Le problème vient d’une contradiction majeure de deux politiques européennes !

En Sologne, l'Union européenne classe 348 000 ha en zone Natura 2000 pour protéger les milieux et les espèces "d’intérêt communautaire", et tout d’abord les milieux humides des étangs et de leurs abords !

Toujours en Sologne, l’Europe continue de protéger une espèce qui prolifère et qui n’a donc plus besoin d’être protégée : le cormoran !

Résultat de cette incohérence européenne - pas assez résolument combattue par la France : on protège le prédateur qui ruine la pisciculture, l'activité gestionnaire indispensable de milieux humides classés "d’intérêt communautaire" et "d’importance internationale".

On protège ce qui n’en n’a plus besoin, et on sacrifie ce qui doit être sauvegardé ! Une histoire de fous.

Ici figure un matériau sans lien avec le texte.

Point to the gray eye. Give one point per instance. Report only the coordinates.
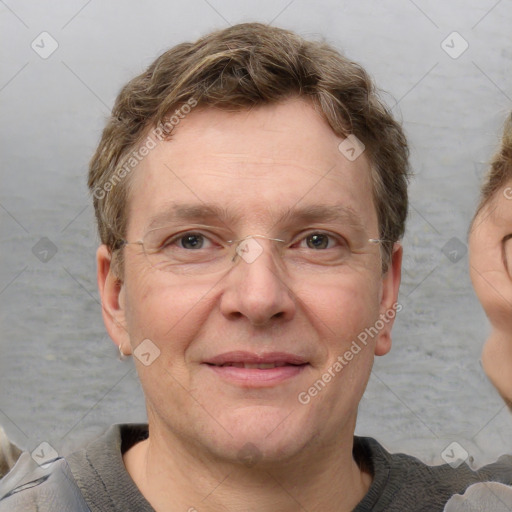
(192, 241)
(317, 241)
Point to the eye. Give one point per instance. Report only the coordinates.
(191, 241)
(319, 241)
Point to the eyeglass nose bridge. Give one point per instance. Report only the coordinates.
(249, 253)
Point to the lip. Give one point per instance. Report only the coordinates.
(290, 365)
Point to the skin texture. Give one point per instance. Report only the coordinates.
(257, 165)
(490, 244)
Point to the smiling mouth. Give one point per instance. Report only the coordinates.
(256, 366)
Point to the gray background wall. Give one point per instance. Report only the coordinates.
(60, 380)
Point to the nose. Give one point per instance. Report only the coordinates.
(256, 288)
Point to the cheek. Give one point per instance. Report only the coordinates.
(342, 305)
(167, 313)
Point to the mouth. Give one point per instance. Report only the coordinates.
(252, 370)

Et pourtant le Journal Officiel est le témoin des nombreux appels au secours - et à la logique environnementale ! - adressés à tous les Gouvernements par le député de la Sologne, avec de nombreuses interventions dans la discussion de plusieurs lois et du budget de l'écologie, et du budget de l'écologie, des questions orales ou écrites et des auditions. Sans oublier les visites sur place organisées pour des Ministres de l’Environnement.

A croire que les défenseurs radicalisés de la protection des oiseaux réussissent à bloquer toute vraie actualisation des mesures européennes de protection des oiseaux et à inverser les priorités environnementales. Pourtant, en Sologne, l'espèce menacée, c'est l'étang, source de biodiversité ; pas l'invasif cormoran prédateur ! 

Et, si on arrive enfin à respecter la logique environnementale en régulant les prédateurs, il restera à retrouver des productions piscicoles et des usages d'étang équilibrant le coût de gestion des étangs.

La Nouvelle République du 5 mai 2011 rend compte de l'inaguration de la chaufferie bois de Villeny

Le développement de la filière bois

La Sologne est une région forestière de première importance puisque 90% de son territoire sont couverts de forêts. Comme les Landes, elle a bénéficié de la politique d’aménagement très volontariste menée par l’empereur Napoléon III : assainissement de zones humides, plantations de très grandes superficies, exploitation du bois pour les poteaux de mines ou les balais.

Aujourd’hui, le développement de la filière bois s’impose pour pérenniser ce patrimoine naturel exceptionnel.

Sur le plan local, notamment avec le Pays de Grande Sologne et l’Union Européenne, un programme de valorisation du bois-énergie est mis en œuvre : charte forestière, bâtiments de stockage, chaufferies collectives, réseaux de chaleur sont réalisés.

Sur le plan national, je me suis notamment mobilisé pour que la filière du bois énergie puisse bénéficier d'un taux de TVA réduit.